Danish 3rd Division
- Season: 2022–23
- Dates: Regular season: 6 August 2022 – 10 April 2023 Play-offs: 15 April 2023 – 17 June 2023
- Champions: Middelfart (1st title)
- Promoted: Middelfart FA 2000
- Relegated: AB Tårnby Dalum
- Matches: 191
- Goals: 598 (3.13 per match)
- Top goalscorer: Daniel Stückler (22 goals)
- Biggest home win: Ishøj 10–0 SfB-Oure FA (10 September 2022)
- Biggest away win: Dalum 1–8 Ishøj (8 October 2022)
- Highest scoring: Ishøj 10–0 SfB-Oure FA (10 September 2022)
- Highest attendance: 1,314 Holstebro 1–1 Young Boys FD
- Lowest attendance: 0 (various)
- Average attendance: 132

= 2022–23 Danish 3rd Division =

The 2022–23 Danish 3rd Division was the second season of the Danish 3rd Division since its establishment in 2021. The season started on 6 August 2022 with a group of twelve teams. After 22 rounds the group was split in a promotion group and a relegation group. The top two teams of the promotion group were promoted to the 2023–24 Danish 2nd Division.

==Participants==
AB Tårnby, Ishøj IF, SfB-Oure FA, and Holstebro were promoted from the 2021–22 Denmark Series.
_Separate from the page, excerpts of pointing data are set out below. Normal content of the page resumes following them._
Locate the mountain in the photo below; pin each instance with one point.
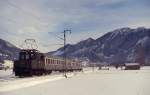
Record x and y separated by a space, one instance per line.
8 51
118 46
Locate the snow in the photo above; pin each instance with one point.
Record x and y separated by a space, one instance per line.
102 82
9 45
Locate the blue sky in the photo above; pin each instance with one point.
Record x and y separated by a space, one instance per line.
22 19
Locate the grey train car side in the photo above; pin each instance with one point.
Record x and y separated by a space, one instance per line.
32 62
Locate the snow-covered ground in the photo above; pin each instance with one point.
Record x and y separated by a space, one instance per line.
89 82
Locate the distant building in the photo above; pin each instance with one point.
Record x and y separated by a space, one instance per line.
132 66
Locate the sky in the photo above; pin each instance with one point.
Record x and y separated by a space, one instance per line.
45 20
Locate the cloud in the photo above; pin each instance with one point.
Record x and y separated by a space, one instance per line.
21 19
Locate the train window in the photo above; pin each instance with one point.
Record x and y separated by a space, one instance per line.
32 56
27 56
42 57
22 56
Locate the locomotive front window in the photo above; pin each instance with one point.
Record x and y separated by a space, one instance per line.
22 56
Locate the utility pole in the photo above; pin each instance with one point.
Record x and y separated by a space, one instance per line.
65 55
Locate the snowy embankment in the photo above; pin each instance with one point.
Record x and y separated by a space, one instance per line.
90 82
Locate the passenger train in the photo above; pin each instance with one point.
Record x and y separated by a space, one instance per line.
32 62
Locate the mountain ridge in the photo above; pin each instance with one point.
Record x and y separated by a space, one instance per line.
117 46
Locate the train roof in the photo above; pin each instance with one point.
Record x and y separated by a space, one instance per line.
29 50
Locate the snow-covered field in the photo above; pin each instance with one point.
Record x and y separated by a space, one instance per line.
89 82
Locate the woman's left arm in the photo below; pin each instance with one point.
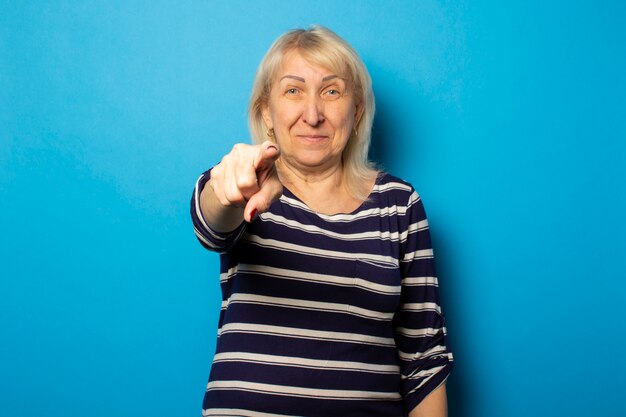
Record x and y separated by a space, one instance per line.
435 405
419 325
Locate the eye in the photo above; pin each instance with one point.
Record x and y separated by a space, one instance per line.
332 93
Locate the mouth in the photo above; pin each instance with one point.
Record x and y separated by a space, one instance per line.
313 138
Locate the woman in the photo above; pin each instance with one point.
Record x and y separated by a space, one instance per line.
330 302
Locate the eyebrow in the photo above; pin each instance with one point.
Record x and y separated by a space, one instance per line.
327 78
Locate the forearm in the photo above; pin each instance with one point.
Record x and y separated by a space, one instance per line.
434 405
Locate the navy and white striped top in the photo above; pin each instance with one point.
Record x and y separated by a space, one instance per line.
327 315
=== Stadia and locations ===

| Club | Location | Stadium | Turf | Capacity | 2021–22 position |
|---|---|---|---|---|---|
| AB Tårnby | Tårnby | Tårnby Stadium | Natural | 10,000 | DS2, 1st |
| Dalum IF | Odense | Dalum Stadion | Natural | 4,000 | 5th |
| FA 2000 | Frederiksberg | Frederiksberg Idrætspark | Artificial | 5,000 | 2D, 11th |
| Holstebro | Holstebro | Holstebro Idrætspark | Natural | 8,000 | DS4, 1st |
| IF Lyseng | Aarhus | Lyseng Idrætscenter | Artificial | 2,000 | 6th |
| Ishøj IF | Ishøj | Ishøj Idrætscenter | Natural | 1,500 | DS1, 1st |
| Middelfart G&BK | Middelfart | Middelfart Stadion | Natural | 4,100 | 2D, 12th |
| Næsby BK | Odense | ALPI Arena Næsby | Natural | 2,500 | 4th |
| SfB-Oure FA | Svendborg | Høje Bøge Stadium | Natural | 7,000 | DS3, 1st |
| Vanløse IF | Copenhagen | Vanløse Idrætspark | Natural | 10,000 | 8th |
| VSK Aarhus | Aarhus | Vejlby Stadium | Natural | 5,000 | 3rd |
| Young Boys FD | Silkeborg | Søholt Idrætsanlæg | Natural | 1,500 | 7th |

==League table==

| Pos | Team | Pld | W | D | L | GF | GA | GD | Pts | Promotion or Relegation |
| 1 | Middelfart G&BK | 22 | 17 | 3 | 2 | 48 | 15 | +33 | 54 | Qualification to Promotion Group |
| 2 | FA 2000 | 22 | 13 | 3 | 6 | 42 | 23 | +19 | 42 |
| 3 | Vanløse IF | 22 | 11 | 5 | 6 | 37 | 30 | +7 | 38 |
| 4 | Ishøj IF | 22 | 11 | 4 | 7 | 56 | 32 | +24 | 37 |
| 5 | VSK Aarhus | 22 | 10 | 6 | 6 | 45 | 24 | +21 | 36 |
| 6 | Næsby BK | 22 | 10 | 6 | 6 | 40 | 22 | +18 | 36 |
| 7 | Young Boys FD | 22 | 10 | 5 | 7 | 37 | 23 | +14 | 35 | Qualification to Relegation Group |
| 8 | SfB-Oure FA | 22 | 7 | 6 | 9 | 31 | 48 | −17 | 27 |
| 9 | IF Lyseng | 22 | 7 | 5 | 10 | 29 | 42 | −13 | 26 |
| 10 | Holstebro | 22 | 6 | 5 | 11 | 25 | 31 | −6 | 23 |
| 11 | AB Tårnby | 22 | 5 | 2 | 15 | 27 | 50 | −23 | 17 |
| 12 | Dalum IF | 22 | 0 | 0 | 22 | 6 | 81 | −75 | 0 |

==Promotion Group==
The top 6 teams will compete for 2 spots in the 2023–24 Danish 2nd Division.
Points and goals carried over in full from the regular season.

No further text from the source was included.